In this case, I think that this looks a bit better and that the values on the x-axis are not too cluttered.

## Changing the histogram orientation

Most of the histograms I have seen have a data range on the x-axis and counts on the y-axis, but of course it is also possible to create a histogram where this is reversed. The aforementioned tweaks are easily done.

```python
# Plotting horizontal histogram with well-readable yticks aligned to bins
plt.figure()
plt.hist(data, bins=bins, orientation='horizontal', edgecolor='k')
plt.xlabel('Counts')
plt.ylabel('Data sample')
plt.show()
```

![Horizontal histogram with well-readable yticks aligned to bins](fig6.png)

Again, some of the ticks on the data-axis have been omitted and we can include those if we want, but this time using `plt.yticks(bins)`.

## How could this be implemented?

It is easy to use the few lines of code presented here, but I also wondered how this could be implemented in Matplotlib.
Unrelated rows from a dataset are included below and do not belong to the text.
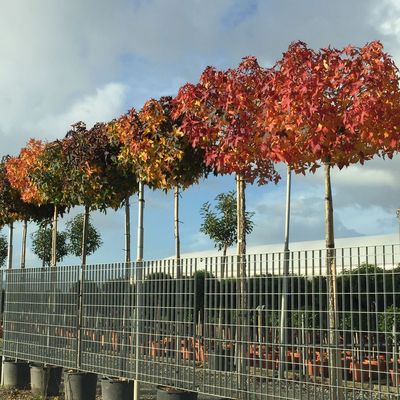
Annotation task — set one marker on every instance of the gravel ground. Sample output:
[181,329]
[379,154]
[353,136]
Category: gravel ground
[148,392]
To answer this, it is helpful to know how binning currently works. The `bins` argument of the `hist()` function controls the binning behavior, which can be a string, a set of bin edges, or the desired number of bins. Whatever the user selects is passed on to the NumPy `histogram()` function.
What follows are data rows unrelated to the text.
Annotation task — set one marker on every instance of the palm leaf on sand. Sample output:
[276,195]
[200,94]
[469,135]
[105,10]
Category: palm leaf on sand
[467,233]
We could introduce an additional keyword (e.g. `'aligned'`) for the `bins` argument that would trigger a call to Matplotlib’s `AutoLocator()` behind the scenes. This could be done e.g. by adding the following lines in the [`_axes.py` file](https://github.com/matplotlib/matplotlib/blob/main/lib/matplotlib/axes/_axes.py) (before the call to NumPy’s `histogram()` function!)

```python
if bins == 'aligned':
locator = mticker.AutoLocator()
bins = locator.tick_values(np.nanmin(x), np.nanmax(x))
```

Having this keyword to simply align the bins and ticks at well-readable values would simplify things for users, avoiding the need to import `AutoLocator()` that is probably unfamiliar to many Matplotlib users. Setting this as the default behavior (and the black edge color) would be a next step :).

## In conclusion

Histograms may not be the most exciting plots, but are nevertheless very useful. Also my proposed changes are perhaps a bit ‘boring’, but I believe that having good basic plotting can help us save time, which we then can use for more exciting visualizations :).

During my PhD research I have been using various Python libraries, including Matplotlib for all my visualizations. I continue using Python in my research and have also integrated it in many of the courses that I am now teaching. I have greatly benefited from this open source software and hope to contribute a little bit to future improvements of Matplotlib.